Each computing device 24 further includes a mechanism by which the storage device 32 can be read such as, but not limited to, digital video disc players, and compact disc players employing laser/optical readers. Consistent with the foregoing example, in a typical classroom setting, individual electronic media playing devices need not be provided, but a single player capable of storing multiple storage devices such as a conventional CD tower or DVD carousel can be utilized to facilitate operation and keep manufacturing costs at a minimum.
In a still further embodiment or alternative, the multimedia information which is to be accessed by the student need not be provided on electronic storage medium sold in concert with the textbook, but rather can be stored on a hard drive or disc drive of the server itself such that, upon actuation of the transmitter 42 by the user, the server accesses that portion of the media stored on the computing device 24 and in turn causes such information to be displayed on the display screen of the individual user.
In a still further embodiment, the additional material may not even be provided on the hard drive of the computing device, but rather can be accessible through an Internet accessible website wherein the computing device 24 simply accesses the desired website storing information to be accessed and transmits same to the computing device 24 and in turn to the display screen.
In operation, it can therefore be seen that the learning device of the present disclosure can be employed by a user reading the textbook and, upon coming to a portion of the textbook or lesson plan having additional supplementary information to be accessed through an external storage device, can positively actuate that portion of the page to access same.
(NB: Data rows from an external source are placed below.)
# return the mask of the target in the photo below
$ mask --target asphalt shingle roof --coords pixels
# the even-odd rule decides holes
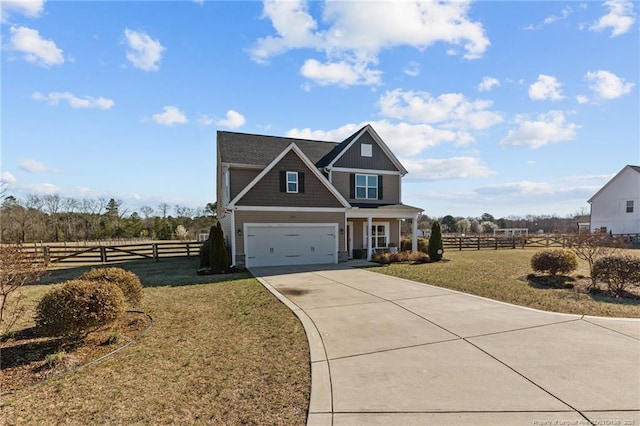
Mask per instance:
[[[225,131],[218,131],[217,140],[221,162],[259,166],[271,163],[291,143],[295,143],[314,164],[339,146],[336,142]]]

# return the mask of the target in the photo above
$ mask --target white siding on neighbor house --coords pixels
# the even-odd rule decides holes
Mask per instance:
[[[231,250],[231,237],[232,237],[232,226],[233,226],[231,217],[232,217],[231,213],[225,213],[224,215],[222,215],[222,218],[220,218],[220,226],[222,226],[224,241],[227,243],[229,250]],[[233,259],[232,259],[232,263],[234,263]]]
[[[633,212],[627,212],[627,202]],[[613,234],[640,234],[640,173],[623,169],[591,199],[591,230]]]

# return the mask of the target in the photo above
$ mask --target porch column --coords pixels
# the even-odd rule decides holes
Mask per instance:
[[[372,243],[373,240],[371,238],[371,225],[372,219],[370,217],[367,218],[367,260],[371,260],[371,255],[373,254]]]
[[[418,251],[418,215],[411,220],[411,251]]]

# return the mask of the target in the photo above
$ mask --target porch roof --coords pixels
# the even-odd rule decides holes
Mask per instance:
[[[347,218],[392,218],[413,219],[424,210],[406,204],[357,205],[347,209]]]

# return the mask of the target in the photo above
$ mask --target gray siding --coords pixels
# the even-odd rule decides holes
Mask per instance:
[[[333,186],[342,194],[350,203],[368,203],[368,204],[400,204],[400,175],[382,175],[382,200],[361,200],[350,198],[350,173],[332,172],[331,182]]]
[[[338,229],[345,229],[344,212],[272,212],[272,211],[236,211],[236,230],[244,230],[245,223],[337,223]],[[345,250],[345,234],[338,233],[338,250]],[[244,254],[244,234],[236,238],[236,253]]]
[[[363,157],[360,155],[360,145],[363,143],[372,145],[373,155],[371,157]],[[342,157],[334,163],[334,166],[354,169],[399,171],[369,133],[364,133],[360,136],[360,138],[342,154]]]
[[[304,193],[280,192],[281,171],[304,172]],[[344,207],[293,151],[287,153],[237,204],[278,207]]]

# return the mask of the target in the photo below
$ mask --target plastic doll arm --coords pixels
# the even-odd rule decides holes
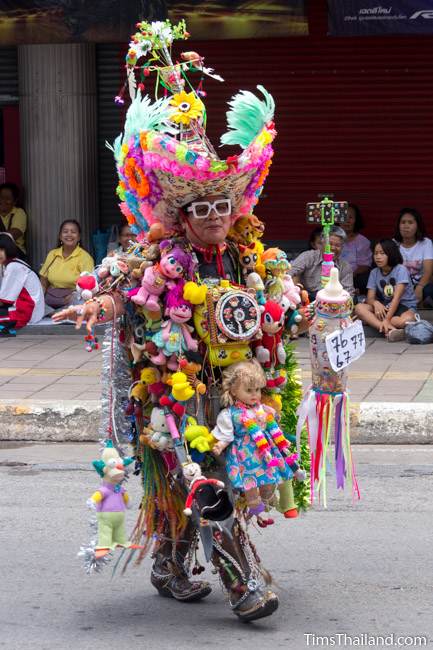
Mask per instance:
[[[101,307],[104,309],[103,317],[100,317]],[[51,318],[55,323],[59,323],[65,319],[75,320],[75,328],[77,330],[80,329],[83,321],[86,320],[86,329],[90,333],[97,322],[107,323],[113,320],[114,316],[121,316],[123,313],[122,298],[115,292],[110,295],[103,294],[98,296],[97,300],[91,300],[84,305],[71,305],[67,309],[56,312]]]
[[[219,440],[213,447],[212,447],[212,453],[215,454],[215,456],[219,456],[222,454],[224,449],[229,446],[228,442],[223,442],[222,440]]]

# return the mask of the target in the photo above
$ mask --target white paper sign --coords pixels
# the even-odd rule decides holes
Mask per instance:
[[[333,370],[338,372],[365,352],[364,328],[360,320],[326,337],[326,351]]]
By positively actuating that portion of the page, a signal is generated and transmitted to a receiver of the computing device. Upon receipt of the signal, the computing device can access and display the additional information for viewing by the user. As the signals are transmitted automatically by wireless or wired means upon actuation of the transmitter, the user need not set aside the textbook to view the additional information, but rather can view both in concert thus facilitating and expediting the learning process. Moreover, by requiring positive actuation, the user is given greater control over the process including the ability to repeat and/or restart the supplemental information as many times as desired.